Ary Stillmans love for music inspired many 
                  of his greatest paintings. As an acknowledgment of this association, 
                  The Stillman-Lack Foundation and The University of Houston School 
                  of Music have dedicated the paintings within this page as a 
                  permanent part of the University's new music school, appropriately 
                  named "The Ary Stillman Green Room", these paintings 
                  will come to represent how beautiful music can indeed become 
                  works of art on canvas.
                A Life on Canvas, University of Houston, Moores 
                  School of Music, 1997
                
                   
                    |  | Foreword | 
                   
                    |  | Introduction | 
                   
                    |  | Ary and Music | 
                   
                    |  | Early Years | 
                   
                    |  | Paris 1919 - 1932 | 
                   
                    |  | New York City 1933 - 1945 | 
                   
                    |  | New York City 1945 - 1955 | 
                   
                    |  | Mexico - Houston 1957 - 1967 | 
                
                
                Foreword
                When the University of Houston held a small show 
                  of Ary Stillman paintings in 1964, Alfred Neumann who was at 
                  that time Dean of Arts and Sciences said to me, "Wouldn't 
                  it be wonderful if Ary's work could find a home here at the 
                  University?" I didn't think much about his remarks at the 
                  time because Ary and I had come to Houston partly because of 
                  family and partly because it was a way station to Mexico, a 
                  setting Ary particularly loved. However, as the years rolled 
                  on and Ary's health diminished, Houston took on a more important 
                  role in our lives and in our planning for the future.
                 Thus, when David Tomatz, Director of the University 
                  of Houston School of Music, asked to house a significant number 
                  of Ary's paintings in the new music building's Green Room to 
                  be known as the Ary Stillman Room, the response was affirmative 
                  without any hesitation.

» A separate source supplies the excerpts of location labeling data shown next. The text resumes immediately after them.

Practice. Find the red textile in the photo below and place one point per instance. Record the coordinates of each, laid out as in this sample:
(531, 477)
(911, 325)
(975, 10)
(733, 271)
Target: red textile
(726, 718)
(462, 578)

Houston was now home. Ary had loved 
                  music almost as much as painting, and our niece, violinist Fredell 
                  Lack Eichhorn, was a devoted and leading participant in the 
                  University's musical life.
                 Although the Ary Stillman Room does not house 
                  the entire Stillman collection, it is currently the largest 
                  retrospective of his work on public display and embodies some 
                  of the finest examples of each period of his long and fruitful 
                  life. And because many visitors to this room are being introduced 
                  to Ary Stillman for the first time, this booklet draws on three 
                  sources to introduce them.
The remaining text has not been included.